For more details about how to workaround the problem check the following documentation:

https://docs.fluentd.org/v0.12/articles/output-plugin-overview

slow_flush_log_threshold section

edsiper on 31 Oct 2017

Im getting this issue even i have setup my forwarder to

buffer_chunk_limit 36m
buffer_queue_limit 512

and my fluent.conf

@type grep

key message
pattern gb-svc.*

type copy

@type elasticsearch
log_level info
host X.X.X.X
user elastic
password changeme
port 9200
index_name fluentd_all
logstash_format true
logstash_prefix fluentd
logstash_dateformat %Y%m%d
include_tag_key true
tag_key @log_name
buffer_chunk_limit 36m
buffer_queue_limit 512
flush_interval 2

Still geting this error

2018-03-14 02:29:11 +0000 [warn]: Size of the emitted data exceeds buffer_chunk_limit.
2018-03-14 02:29:11 +0000 [warn]: This may occur problems in the output plugins at this server.
2018-03-14 02:29:11 +0000 [warn]: To avoid problems, set a smaller number to the buffer_chunk_limit
2018-03-14 02:29:11 +0000 [warn]: in the forward output at the log forwarding server.

chrisolido on 14 Mar 2018

I have updated it to :

buffer_chunk_limit 1024m
buffer_queue_limit 512

Still same error.

chrisolido on 14 Mar 2018

My output in Fluentd is Elasticsearch and I faced with that error.
I realized this problem was because of Elasticsearch was not fast enough to save the data, so the Fluentd buffer became full.
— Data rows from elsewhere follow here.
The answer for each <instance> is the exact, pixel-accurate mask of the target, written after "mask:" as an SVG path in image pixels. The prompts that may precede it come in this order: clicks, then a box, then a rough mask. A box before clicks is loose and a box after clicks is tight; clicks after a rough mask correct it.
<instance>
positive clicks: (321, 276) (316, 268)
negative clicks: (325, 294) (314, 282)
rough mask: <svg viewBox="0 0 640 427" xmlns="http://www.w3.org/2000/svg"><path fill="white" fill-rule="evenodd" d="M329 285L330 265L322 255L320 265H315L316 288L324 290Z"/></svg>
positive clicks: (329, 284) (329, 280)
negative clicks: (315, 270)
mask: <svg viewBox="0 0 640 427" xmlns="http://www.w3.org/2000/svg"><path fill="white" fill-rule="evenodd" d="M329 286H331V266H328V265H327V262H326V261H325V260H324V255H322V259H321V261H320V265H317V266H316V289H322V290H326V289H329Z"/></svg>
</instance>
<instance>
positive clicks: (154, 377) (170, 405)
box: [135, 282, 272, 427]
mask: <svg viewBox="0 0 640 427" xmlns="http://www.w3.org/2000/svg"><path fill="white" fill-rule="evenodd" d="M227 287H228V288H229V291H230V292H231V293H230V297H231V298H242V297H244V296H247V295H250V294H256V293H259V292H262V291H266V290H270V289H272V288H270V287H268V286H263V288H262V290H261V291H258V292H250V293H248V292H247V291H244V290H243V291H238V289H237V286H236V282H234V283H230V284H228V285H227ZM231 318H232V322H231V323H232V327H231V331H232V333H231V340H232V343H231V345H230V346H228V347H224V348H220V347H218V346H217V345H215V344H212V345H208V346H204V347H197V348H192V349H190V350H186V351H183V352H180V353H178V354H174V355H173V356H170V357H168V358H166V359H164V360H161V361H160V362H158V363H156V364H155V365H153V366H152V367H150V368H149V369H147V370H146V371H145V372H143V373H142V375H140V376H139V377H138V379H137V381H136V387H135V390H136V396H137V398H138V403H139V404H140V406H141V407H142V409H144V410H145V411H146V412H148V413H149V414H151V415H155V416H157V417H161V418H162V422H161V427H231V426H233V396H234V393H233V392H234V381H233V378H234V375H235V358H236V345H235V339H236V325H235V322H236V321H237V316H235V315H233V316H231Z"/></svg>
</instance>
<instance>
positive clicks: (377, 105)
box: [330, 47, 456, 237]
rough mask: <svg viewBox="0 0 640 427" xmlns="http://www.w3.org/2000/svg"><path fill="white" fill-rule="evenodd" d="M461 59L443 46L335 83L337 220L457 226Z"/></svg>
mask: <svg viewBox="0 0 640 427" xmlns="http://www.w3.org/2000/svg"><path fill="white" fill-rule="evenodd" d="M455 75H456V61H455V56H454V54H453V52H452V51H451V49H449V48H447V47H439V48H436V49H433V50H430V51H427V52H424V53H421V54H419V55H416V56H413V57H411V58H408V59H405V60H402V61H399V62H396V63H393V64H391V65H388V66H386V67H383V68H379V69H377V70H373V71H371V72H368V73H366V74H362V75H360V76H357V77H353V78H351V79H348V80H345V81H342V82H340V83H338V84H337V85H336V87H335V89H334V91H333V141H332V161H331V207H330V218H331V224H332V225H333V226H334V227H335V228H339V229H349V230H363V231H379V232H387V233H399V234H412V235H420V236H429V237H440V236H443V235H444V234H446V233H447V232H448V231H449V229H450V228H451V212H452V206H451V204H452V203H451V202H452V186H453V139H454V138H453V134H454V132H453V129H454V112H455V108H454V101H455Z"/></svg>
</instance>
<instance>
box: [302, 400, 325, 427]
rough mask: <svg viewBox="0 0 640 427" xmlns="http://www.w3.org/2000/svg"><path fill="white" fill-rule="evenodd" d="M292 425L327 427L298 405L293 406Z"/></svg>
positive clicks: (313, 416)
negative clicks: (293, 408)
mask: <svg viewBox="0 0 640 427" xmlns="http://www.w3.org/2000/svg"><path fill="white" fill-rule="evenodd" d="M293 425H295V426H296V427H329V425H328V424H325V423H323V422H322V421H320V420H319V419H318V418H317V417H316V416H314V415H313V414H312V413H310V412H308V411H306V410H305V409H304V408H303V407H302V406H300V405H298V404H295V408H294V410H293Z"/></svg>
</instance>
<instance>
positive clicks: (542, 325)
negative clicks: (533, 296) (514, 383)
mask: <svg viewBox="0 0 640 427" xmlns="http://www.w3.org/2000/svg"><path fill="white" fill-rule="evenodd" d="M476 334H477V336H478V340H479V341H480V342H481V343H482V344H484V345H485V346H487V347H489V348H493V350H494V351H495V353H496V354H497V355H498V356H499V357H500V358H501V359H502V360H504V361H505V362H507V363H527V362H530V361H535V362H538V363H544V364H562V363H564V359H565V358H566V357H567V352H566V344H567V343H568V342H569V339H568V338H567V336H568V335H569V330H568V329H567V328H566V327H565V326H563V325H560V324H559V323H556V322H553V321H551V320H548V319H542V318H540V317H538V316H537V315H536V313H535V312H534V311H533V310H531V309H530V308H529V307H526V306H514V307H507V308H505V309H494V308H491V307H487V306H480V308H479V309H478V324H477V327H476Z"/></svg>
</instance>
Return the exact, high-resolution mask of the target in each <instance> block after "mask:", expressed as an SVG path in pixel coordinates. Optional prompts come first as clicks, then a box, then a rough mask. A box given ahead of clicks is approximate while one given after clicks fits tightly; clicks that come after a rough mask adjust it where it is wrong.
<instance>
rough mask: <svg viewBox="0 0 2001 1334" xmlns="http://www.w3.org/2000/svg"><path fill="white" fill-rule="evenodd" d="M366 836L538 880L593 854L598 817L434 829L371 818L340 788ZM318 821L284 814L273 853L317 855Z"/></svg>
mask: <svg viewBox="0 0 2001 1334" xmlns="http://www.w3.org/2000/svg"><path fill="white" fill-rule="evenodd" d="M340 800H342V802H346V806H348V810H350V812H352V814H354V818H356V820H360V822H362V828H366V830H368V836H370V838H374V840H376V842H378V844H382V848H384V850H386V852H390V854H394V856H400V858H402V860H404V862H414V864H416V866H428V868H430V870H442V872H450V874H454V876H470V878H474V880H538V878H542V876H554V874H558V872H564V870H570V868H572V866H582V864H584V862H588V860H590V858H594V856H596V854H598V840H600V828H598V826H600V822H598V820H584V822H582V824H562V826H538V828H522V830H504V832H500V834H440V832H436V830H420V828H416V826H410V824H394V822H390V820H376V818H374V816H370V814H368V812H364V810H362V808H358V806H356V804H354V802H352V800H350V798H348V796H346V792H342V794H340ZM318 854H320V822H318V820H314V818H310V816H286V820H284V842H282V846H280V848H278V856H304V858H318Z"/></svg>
I changed some Elasticsearch configuration in order to save data faster and add more node to the Elasticsearch cluster, then my problem solved.

s-mansouri on 31 Mar 2018

👍1

@s-mansouri
What configuration you changed in ElasticSearch , So that fluentd is not throwing buffer issue

VarunSrinivasa on 4 Mar 2019

👍2

@s-mansouri
What configuration you changed in ElasticSearch , So that fluentd is not throwing buffer issue

same question here :> @s-mansouri

fly2tomato on 14 May 2019

👍1

My nano-fluentd instance was getting overloaded and swapping heavily on a 5GB log from remote fluent-bit.. I ended up fixing it with this:

Settings below are sending 8x smaller chunks every 15 second flush.
Try storage.max_chunks_up between 8-32 (default is 128!) and low buffer/chunk sizes. That will set the max size per chunk.

[SERVICE]
flush 15
..
storage.path /data/buffer
storage.sync normal
storage.backlog.mem_limit 2M
storage.max_chunks_up 8
..

[INPUT]
Name tail
..
Buffer_Chunk_Size 64k
Buffer_Max_Size 256k
Mem_Buf_Limit 512k
storage.type filesystem

My fluent-bit filesystem buffer was filled as quickly as possible, using a full CPU until all 5GB was loaded into it, so make sure you have enough storage there for a second copy of your input.
Maybe a storage.max_buffer_size setting would be nice to pause tail when the storage buffer is full, effectively throttling the input to the output. I would set mine to 1GB -- more than enough in my case to cover emergencies and also handle large imports a bit more gracefully.